Rory McNab says Ireland’s unaffordable housing means a whole generation will be without pension cover in years to come.

IN 2021, HOUSE prices rose by an average of 12.8% nationally in the year to November, according to the CSO. Within a year or two, prices are likely to return to their Celtic Tiger peak.

Meanwhile, the average cost of renting is already 32% above its pre-Grand Recession of 2008 peak and is still rapidly rising due to shortfalls in supply caused by complications in construction resulting from Covid, and longer-term issues relating to systemic failures in governmental policy.

Alleviating the plight of those cast into homelessness and economic hardship by the caprices of a malfunctioning housing sector is, and should always be, the primary motivation of those looking to tackle the current housing crisis. The acute symptoms of a dysfunctional housing system have been well documented and formed the basis this week’s Prime Time special on RTÉ, which looked at a generation locked out by unreachable house prices.

The pension question

However, the current housing crisis is also directly contributing to another systemic problem, and one which is predicted to worsen over the coming years: a lack of pension coverage.

We see today more public conversations around the state pension age and few would argue that the state pension will be adequate to live on as the population ages.
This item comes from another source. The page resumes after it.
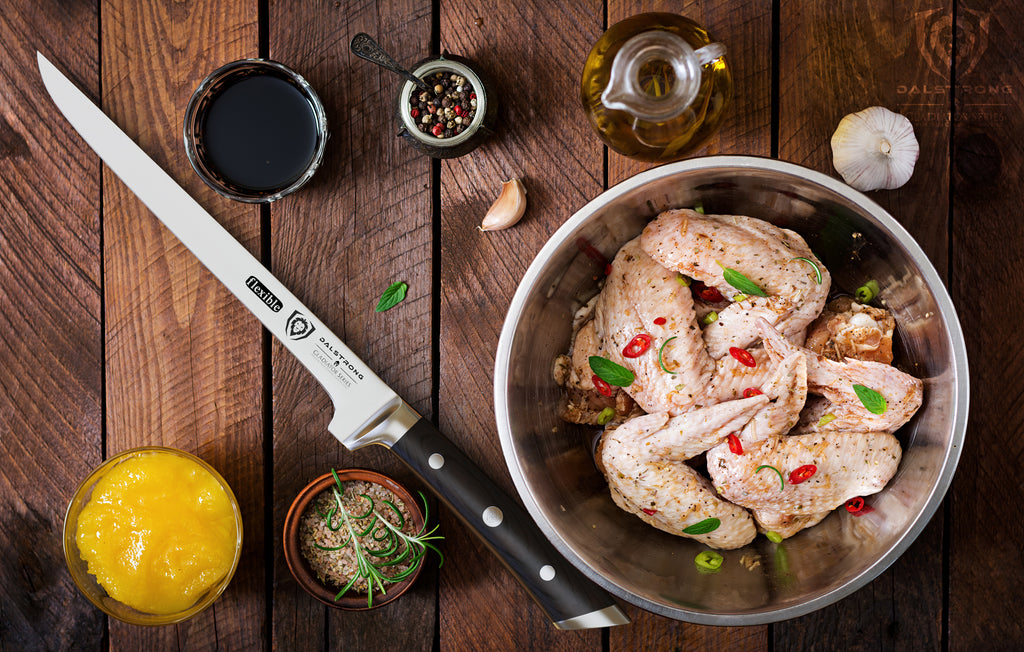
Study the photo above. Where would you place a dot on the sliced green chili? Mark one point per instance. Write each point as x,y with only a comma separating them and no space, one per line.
779,473
659,358
709,561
When it comes to private pensions, fewer than half of people aged between 20-34 have either a personal or occupational pension, according to the Pension Coverage 2020 report compiled by the CSO.

Among those in this demographic without a pension, roughly one quarter say they are unable to afford one; while this figure rises to one third among those aged 35-44 without a pension.

Affordability, particularly for workers outside of professions where occupational pensions are common, is the main obstacle preventing people from saving for their futures. The correlation between the concerningly low uptake of pensions among younger age groups and the housing crisis is a straightforward point of economics.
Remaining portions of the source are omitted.